The FlexWAFE architecture is based on a synchronous data flow graph model (SDF) [8]. Figure 3 shows an example instantiation with its basic components. All nodes are connected by a light-weighted interface protocol with backpressure capabilities, which provides an easy, flexible interconnect for the processing nodes. The ability to stop certain parts of the data path using backpressure allows a self-timed execution of the nodes and does not necessarily require a global fine grain schedule. Specific inbound and outbound nodes of the graph have to translate this internal protocol to the connected peripherals. The architecture consists of three different component classes, originally introduced in [2].

- Data processing units (DPU) contain hardware implementations of specific image processing algorithms or algorithm parts.
- Local memories with controllers (LMC) are used to buffer and reorder data or to provide an application interface to and from off-chip memory. This interface is necessary for certain operations such as a random read/write access to a complete image area, which cannot be realized using on-chip memories.

• The LMC and certain DPUs can be partly configured and controlled using a weakly-programmable central algorithm controller (AC).

The architecture is complemented by a high performance memory controller, which accesses the off-chip memory [9].



Figure 2: Example configuration of FlexWAFE architecture components

Using the FlexWAFE approach, each algorithm is implemented on a network of application specific processing elements (PE) and local memories. Depending on the selected algorithm often only a few simple mathematical operations are needed, which results in a very easy PE unit that consists of a small amount of electrical gates. To achieve a high performance execution of a specific algorithm such PEs can be instantiated in parallel. The amount of parallel PEs is defined by the algorithm designer and depends on the required performance and available chip resources or targeted hardware costs. The complete net of PEs for one algorithm can be encapsulated as a single DPU node in FlexWAFE. This allows hardware parallelism for one algorithm in an internal DPU and a parallel execution of multiple algorithms using several DPUs in a specific FlexWAFE processing system.

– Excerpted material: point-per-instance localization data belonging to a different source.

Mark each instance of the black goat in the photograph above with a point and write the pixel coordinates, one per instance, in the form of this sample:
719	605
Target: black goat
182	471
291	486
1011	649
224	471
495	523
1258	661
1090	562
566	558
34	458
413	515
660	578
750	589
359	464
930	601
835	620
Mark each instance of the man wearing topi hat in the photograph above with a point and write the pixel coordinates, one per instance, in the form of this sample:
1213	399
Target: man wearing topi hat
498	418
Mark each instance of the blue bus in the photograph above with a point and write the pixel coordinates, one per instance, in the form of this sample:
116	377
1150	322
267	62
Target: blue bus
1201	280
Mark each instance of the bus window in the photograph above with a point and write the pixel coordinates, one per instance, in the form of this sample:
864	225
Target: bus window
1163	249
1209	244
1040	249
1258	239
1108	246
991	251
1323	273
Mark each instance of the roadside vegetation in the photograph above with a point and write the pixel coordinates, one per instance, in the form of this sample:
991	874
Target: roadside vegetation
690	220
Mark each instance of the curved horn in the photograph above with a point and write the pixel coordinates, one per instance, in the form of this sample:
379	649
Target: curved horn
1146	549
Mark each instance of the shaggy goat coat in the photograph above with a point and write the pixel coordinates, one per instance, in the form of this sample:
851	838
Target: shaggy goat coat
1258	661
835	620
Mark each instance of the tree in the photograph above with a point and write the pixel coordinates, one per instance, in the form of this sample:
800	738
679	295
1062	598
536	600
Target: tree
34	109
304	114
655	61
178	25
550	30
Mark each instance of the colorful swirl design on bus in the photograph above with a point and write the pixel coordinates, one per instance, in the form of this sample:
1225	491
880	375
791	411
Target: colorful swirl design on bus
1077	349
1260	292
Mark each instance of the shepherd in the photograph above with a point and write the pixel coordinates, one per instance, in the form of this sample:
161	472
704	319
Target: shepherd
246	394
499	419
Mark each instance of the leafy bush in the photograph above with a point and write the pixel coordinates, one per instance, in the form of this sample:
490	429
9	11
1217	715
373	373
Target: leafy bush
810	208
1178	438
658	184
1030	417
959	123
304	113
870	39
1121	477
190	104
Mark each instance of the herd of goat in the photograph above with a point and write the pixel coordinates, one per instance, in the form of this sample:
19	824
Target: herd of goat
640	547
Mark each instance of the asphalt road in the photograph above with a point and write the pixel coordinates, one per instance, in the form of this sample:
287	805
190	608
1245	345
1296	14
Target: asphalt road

As the FlexWAFE library already consists of various existing image processing components the development time for new hardware accelerated algorithms decreases. Current FPGAs provide a large amount of logical elements, which allows the design of even complex image processing pipelines. Some FPGA devices are already automotive certified so they can be integrated in final ECU designs as well.

# 4 Implementation

Since the FlexWAFE architecture concept is based on a dataflow graph principle, no limitations to the inbound and outbound connections are necessary, except that the data streams need to be

stoppable by the succeeding nodes. Otherwise sufficient buffer space is required in the in- and outbound nodes to ensure correct communication behavior with connected peripherals. This concept offers the possibility to integrate the architecture in diverse transfer protocols or systems. During the development and evaluation process the architecture is typically embedded in a host system. Only parts of the algorithms are ported to the FlexWAFE engine. Results can be transferred to and analyzed on the host system. For the development of camera-based driver assistance functions the inbound data stream might be changed between online and off-line processing. This allows a realization of live tests with real-time response for the developed algorithms. For a detailed algorithm analysis in offline mode, data streams can be transferred directly from a host system storage device. The image data can be artificially generated for simulation tests, captured during online processing or can be provided by external camera devices. Figure 3 shows a typical system configuration of the architecture for online image processing. In the example, two cameras are connected as inbound nodes of the architecture. Image processing results are transferred to the host system via an internal bus protocol (PCI Express, PCIe).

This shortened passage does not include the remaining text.